Alumni Profile: Paris Smaragdis Teaches Machines How to Hear

At MIT's Media Lab, former music synthesis major Paris Smaragdis '95 researches the science of sound.
September 17, 2008

Most Berklee alumni put sounds together. Adobe audio research engineer Paris Smaragdis '95 takes them apart.

Named one of the top young technology innovators of 2006 by Technology Review, the music synthesis grad creates "machines that can listen," pioneering new devices that promise to improve music recordings, safety, and even sports on TV.

Growing up in Greece, Smaragdis always felt drawn to electronic instruments. "At some point my dad gave me a Casio VO-1. I still have it. The fact that blew my mind was that you could make your own sounds on it," he says. At Berklee, especially taking classes with Richard Boulanger, he dove full-bore into electronic music. "I was glad I wasn't being made to conform," he says.

Boulanger says Smaragdis stood out in a big way. "He was writing software—cutting-edge audio software—even as an undergraduate. It was amazing." Specifically, his changes to the sound design programming language Csound "made it commercially viable," Boulanger says. In the mid-90s, "he was quite famous in the world of computer music."

Smaragdis helped shape the Music Synthesis Department overall by being one of the first students to express interest in audio programming. Boulanger thinks he was the first Berklee graduate to get into the MIT Media Lab—a cross-discipline group that expands ways for people to interact with technology.

Over time, Smaragdis branched into a particular area of research: subtracting sounds instead of adding or synthesizing them. You could add a flute track to an orchestra . . . but could you separate out the flute from a concert recording?

"It felt much more challenging. It seemed like a neat problem that no one was working on," he says. As a graduate student at the MIT Media Lab, he learned how to deconstruct a wall of sound.

The work centers on the science of sound timbre. Different sounds have uniquely different patterns. We recognize the patterns, and machines can learn to recognize them as well.

"A sound like a bass drum will have a lot of low frequencies and sound muted. In contrast, a cymbal will sound bright and rich," Smaragdis explains.

Smaragdis found he could teach a computer the difference between these sounds by feeding it some examples. To extract the singer from a vocal/piano recital recording, he played some piano sounds and taught a computer how to recognize it. The computer could then excise the piano patterns from the recording, leaving the singer a cappella.

Check out audio and video samples of Smaragdis's work.

The technique works with non-musical sounds and on small, portable devices, as well. Smaragdis squeezed a pig toy next to a PDA, which recorded the sound's properties. When he repeated the squeeze, the PDA identified and flashed the text "squeaky pig."

Essentially, Smaragdis put machines through a course in ear training. This meant his Berklee education gave him a big advantage over the typical engineer. In general, "people don't really know how we listen," he says. "How do you tell the meowing of a cat from a screeching tire?"

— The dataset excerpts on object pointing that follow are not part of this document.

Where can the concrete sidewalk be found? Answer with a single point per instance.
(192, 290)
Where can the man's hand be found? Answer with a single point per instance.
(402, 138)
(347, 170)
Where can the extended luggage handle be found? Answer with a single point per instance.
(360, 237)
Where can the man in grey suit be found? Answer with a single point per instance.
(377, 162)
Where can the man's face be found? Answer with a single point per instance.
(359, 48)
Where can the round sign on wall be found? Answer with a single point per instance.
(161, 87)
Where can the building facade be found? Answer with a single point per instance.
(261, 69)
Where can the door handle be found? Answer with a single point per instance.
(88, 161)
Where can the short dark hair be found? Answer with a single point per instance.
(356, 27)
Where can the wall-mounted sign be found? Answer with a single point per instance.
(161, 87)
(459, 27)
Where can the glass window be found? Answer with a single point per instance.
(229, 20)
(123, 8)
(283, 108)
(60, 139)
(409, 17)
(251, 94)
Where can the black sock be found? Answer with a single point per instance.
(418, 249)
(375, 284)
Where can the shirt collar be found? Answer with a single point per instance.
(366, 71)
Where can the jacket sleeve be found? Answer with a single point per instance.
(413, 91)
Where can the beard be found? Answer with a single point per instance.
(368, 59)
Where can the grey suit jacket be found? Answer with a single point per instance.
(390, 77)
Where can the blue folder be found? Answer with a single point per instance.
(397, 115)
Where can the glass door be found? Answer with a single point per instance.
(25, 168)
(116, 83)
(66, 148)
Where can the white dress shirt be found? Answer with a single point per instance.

Thanks to Berklee, "I have this intuition about it . . . [and] I can really map my experience into mathematics."

Once a computer can "hear," all sorts of frontiers open.

Think golf's too slow? In Japan, Mitsubishi is using Smaragdis's method to speed up watching sports on TV. After the TV records a game on a digital video recorder, the software finds the moments where the crowd roars. Instead of spending hours in front of the tube, fans can cut right to the big, exciting moments. (The advertising targets disgruntled "sports widows.")

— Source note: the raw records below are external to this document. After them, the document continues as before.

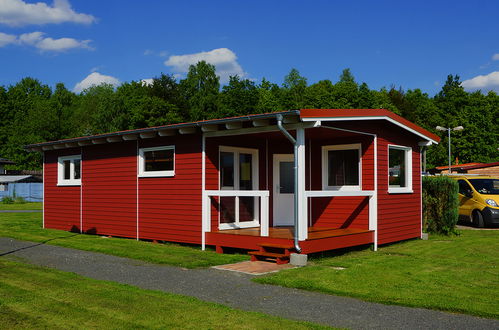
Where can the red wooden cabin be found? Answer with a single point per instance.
(231, 182)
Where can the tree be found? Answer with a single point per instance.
(294, 89)
(200, 89)
(238, 97)
(166, 88)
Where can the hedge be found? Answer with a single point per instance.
(440, 204)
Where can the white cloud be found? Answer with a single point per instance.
(95, 79)
(6, 39)
(150, 52)
(489, 82)
(224, 60)
(19, 13)
(37, 40)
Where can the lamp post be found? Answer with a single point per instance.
(448, 129)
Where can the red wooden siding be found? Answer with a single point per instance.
(109, 174)
(399, 214)
(170, 207)
(116, 202)
(61, 204)
(340, 212)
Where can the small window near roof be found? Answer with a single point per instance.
(69, 170)
(341, 167)
(399, 169)
(157, 161)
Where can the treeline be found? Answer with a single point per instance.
(32, 112)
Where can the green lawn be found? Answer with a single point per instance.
(24, 206)
(459, 274)
(41, 298)
(27, 226)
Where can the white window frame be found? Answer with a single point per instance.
(60, 171)
(408, 170)
(153, 174)
(325, 166)
(254, 173)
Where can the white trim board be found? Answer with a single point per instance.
(326, 119)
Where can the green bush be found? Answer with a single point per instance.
(440, 205)
(7, 200)
(19, 200)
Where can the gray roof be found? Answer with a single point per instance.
(17, 178)
(6, 161)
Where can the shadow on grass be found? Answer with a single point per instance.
(35, 245)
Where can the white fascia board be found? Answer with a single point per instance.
(325, 119)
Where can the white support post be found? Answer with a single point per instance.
(373, 201)
(204, 210)
(302, 201)
(264, 216)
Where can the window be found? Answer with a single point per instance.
(399, 169)
(238, 171)
(341, 167)
(464, 187)
(157, 161)
(69, 171)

The technology has serious applications as well. Take security surveillance. Instead of fast-forwarding through hours of video to find the moment a crime occurred, a police officer could skip to the minute when somebody screamed.

Smaragdis analyzed an intersection in Louisville, Kentucky that had more than its fair share of traffic accidents. Video analysis had a hard time identifying crashes in the tape because "the picture looks completely different" depending on the color of the car, the weather, and so on, he points out. But the sounds of a car accident are fairly consistent: the screech of tires, the smash.

Certainly the scientist has no shortage of ideas. He's "constantly refining" the techniques. "It's kind of like my homework at Berklee—you never know where to stop."

He also still (literally) plays with technology: creating "little pieces" of music on the synthesizer or computer.

Smaragdis envisions putting sensors along factory lines to hear problems as they occur; elevators that raise an alarm when the machinery starts to squeak (already happening in Japan); smart slideshow programs that would automatically match a soundtrack to your pictures; and who knows what else.

"I have no idea what's coming up next," Smaragdis says. "If I knew what was next, it wouldn't be research. I think the goal is to have fun."

Or as Boulanger says, "He's brilliant, he's fast, he's hard-working, he's humble, and he's changing the world."